El ciberacoso escolar, también conocido como ciberbullying, es una de las muchas formas que adopta el bullying.  Este se define como una forma de acoso escolar e intimidación, que se caracteriza por los mismos criterios del bullying: es decir, que las agresiones son frecuentes y se dan en el marco de un desequilibrio de poder, con el objeto de lograr la exclusión de la víctima.

Lo que caracteriza específicamente al ciberbullying es la utilización de los medios electrónicos, como el correo electrónico, la mensajería instantánea, teléfonos móviles y las redes sociales. Las agresiones que se utilizan son los insultos, amenazas, el uso de lenguaje soez  contra la víctima, la calumnia y el rumor, con el objeto de humillarla y denigrarla.

El ciberbullying presenta actualmente  una de las tasas más altas de victimización del bullying; según Wade y Beran (2011), entre 5  y 25 por ciento de los adolescentes entre 12 y 16 años son victimizados con esta forma del acoso. Las investigaciones actuales destacan algunos factores de riesgo individuales asociados a las víctimas del ciberbullying, como la hiperactividad, problemas de conducta, abuso de sustancias, y especialmente las diferencias y  limitaciones físicas (Sourander, 2010). De igual manera, destacan consecuencias observables a corto plazo, como pérdida de autoestima, ansiedad, depresión (Hinduja y Patchin , 2010), aislamiento social y perdida del rol social en la escuela.
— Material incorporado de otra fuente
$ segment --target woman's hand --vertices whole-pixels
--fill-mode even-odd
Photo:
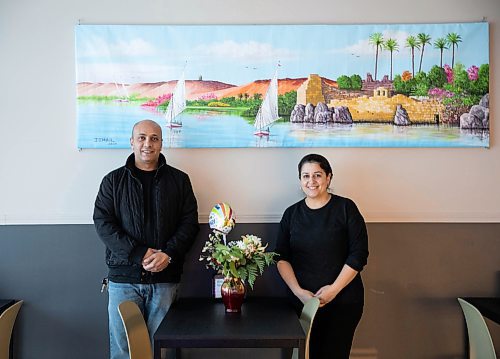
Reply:
[[[332,285],[325,285],[321,287],[314,296],[319,299],[319,306],[323,307],[324,305],[330,303],[336,296],[338,292]]]
[[[281,275],[281,278],[288,285],[288,288],[292,291],[292,293],[299,298],[302,303],[307,302],[309,299],[314,297],[314,294],[306,289],[303,289],[299,283],[297,282],[297,278],[295,277],[295,272],[293,271],[292,265],[284,260],[280,260],[277,263],[278,272]]]
[[[300,288],[300,290],[297,291],[297,293],[294,293],[297,298],[300,299],[302,304],[305,304],[309,299],[314,297],[313,292],[310,292],[306,289]]]
[[[319,299],[319,306],[322,307],[330,303],[335,297],[356,277],[358,272],[347,264],[344,264],[339,276],[330,285],[321,287],[314,296]]]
Los indicadores de detección por parte de la familia son cruciales, ya que el ciberbullying traspasa la realidad del contexto escolar y las primeras voces de alarma en la detección habitualmente llegan a través de las familias.
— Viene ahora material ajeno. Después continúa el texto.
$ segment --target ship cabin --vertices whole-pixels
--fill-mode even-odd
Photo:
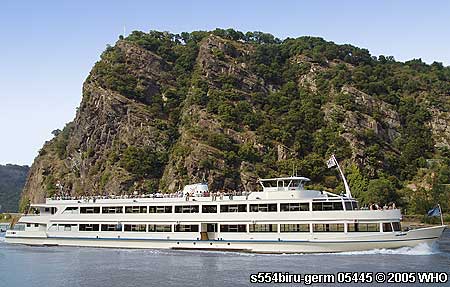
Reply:
[[[338,226],[339,232],[351,231],[355,224],[359,231],[359,225],[369,223],[374,226],[371,231],[400,230],[399,210],[361,210],[354,198],[305,188],[309,181],[306,177],[260,179],[262,190],[228,196],[211,193],[206,183],[199,183],[187,186],[176,197],[47,199],[44,204],[32,204],[21,222],[26,231],[153,232],[163,228],[168,232],[207,232],[210,239],[219,236],[218,230],[252,233],[251,228],[262,225],[273,225],[270,230],[281,233],[289,224],[305,224],[305,230],[314,232],[321,232],[318,228],[322,225],[326,230]],[[236,226],[241,229],[232,229]]]
[[[215,203],[215,210],[224,209],[229,204],[239,203],[242,211],[252,211],[254,205],[272,204],[277,208],[271,211],[297,211],[295,208],[285,210],[286,206],[305,205],[306,209],[298,211],[349,211],[358,210],[356,199],[347,198],[327,191],[306,189],[306,177],[280,177],[259,179],[260,191],[244,192],[223,196],[223,193],[208,191],[206,183],[187,185],[180,196],[166,194],[161,197],[126,197],[126,198],[84,198],[84,199],[47,199],[45,204],[32,204],[29,215],[83,214],[83,213],[179,213],[178,209],[194,208],[198,213],[202,206]],[[194,204],[194,205],[193,205]],[[62,208],[62,210],[61,210]],[[152,211],[155,209],[154,211]],[[193,211],[195,213],[195,210]],[[201,213],[205,213],[203,211]],[[182,212],[184,213],[184,212]]]
[[[248,199],[312,201],[312,211],[358,209],[354,198],[322,190],[305,189],[305,184],[309,181],[309,178],[299,176],[260,179],[262,191],[252,192]]]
Indicadores de detección  del ciberbullying

 

  • Mostrarse triste y nervioso.
  • Mostrarse desmotivado para asistir al centro escolar.
  • Deterioro repentino de las relaciones sociales.
  • Mostrar ansiedad e irritabilidad cuando se sienta frente al ordenador.
  • Escucharlo llorar mientras lee, observa o escribe en el ordenador.
  • Obsesionarse con consultar el ordenador sólo.
  • Manifestarse triste y deprimido al consultar redes sociales, mensajería, etc.
  • Haber tenido episodios de acoso en el centro escolar.

 

Es primordial educar a las familias sobre la urgencia e importancia en la detección e intervención temprana del ciberbullying. La impunidad que puede ofrecer el ciberbullying al permitir el anonimato del agresor, puede ser un reforzador de la conducta del agresor, que puede adoptar el chantaje y la manipulación como un modo de vida en todas sus relaciones sociales.